Hidden States and Temporal Memory

The hidden state of a Recurrent Neural Network serves as its internal memory, compressing past sequence information into a single vector. However, as the sequence grows, this fixed-size vector becomes an information bottleneck, leading to loss of context.

Representing Context in Hidden States

At any step t, the hidden state vector h_t contains information from the current input x_t and all previous inputs [x_1, ..., x_{t-1}], acting as a running summary.

Vector Dynamics

The hidden state represents a point in a high-dimensional space. As the network processes inputs, this point traces a trajectory that represents the changing context. The network learns to group similar histories into nearby regions of this space.

Initializing Hidden States

At step t=1, the previous hidden state h_0 is typically initialized to a tensor of all zeros. Alternatively, h_0 can be defined as a learnable parameter initialized with random values and optimized during training.

The Memory Bottleneck

Because the hidden state vector has a fixed dimension, it cannot store infinite history. Early details are eventually overwritten by newer inputs.
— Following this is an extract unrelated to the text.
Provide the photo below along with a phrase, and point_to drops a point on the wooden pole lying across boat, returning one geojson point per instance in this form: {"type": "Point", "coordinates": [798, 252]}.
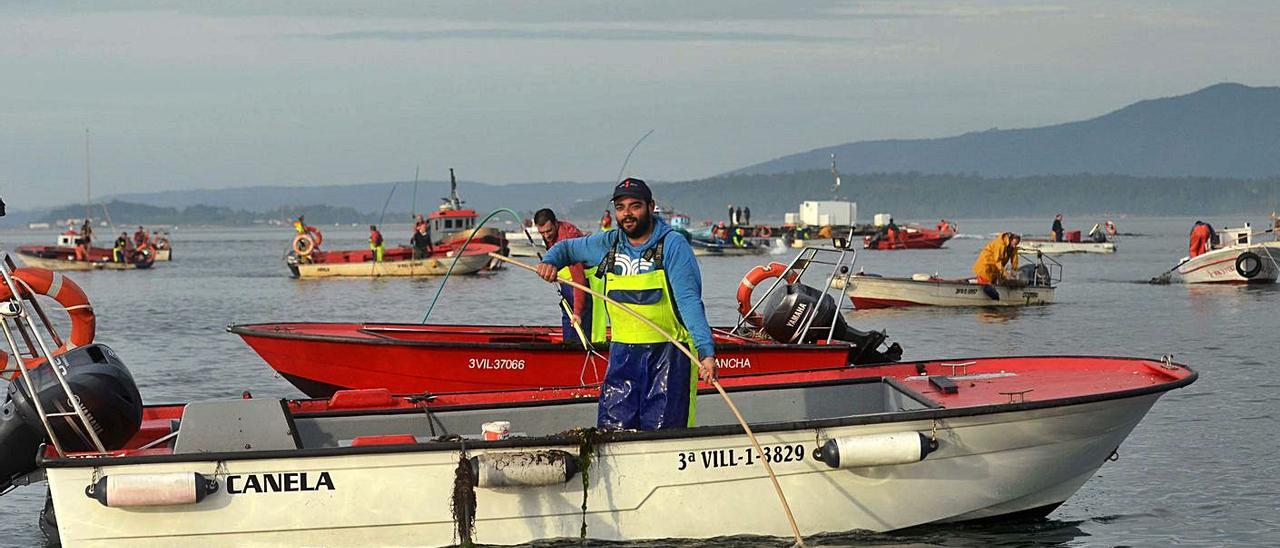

Information Bottleneck Concept

A hidden state of size H must compress a sequence of arbitrary length into H numbers. This lossy compression causes the model to prioritize recent inputs over distant history, limiting its effective memory span.

Tracking Decay

By tracking the activations of the hidden state over time, we can observe how the influence of early tokens decays exponentially as new inputs are processed, demonstrating the network's short-term focus.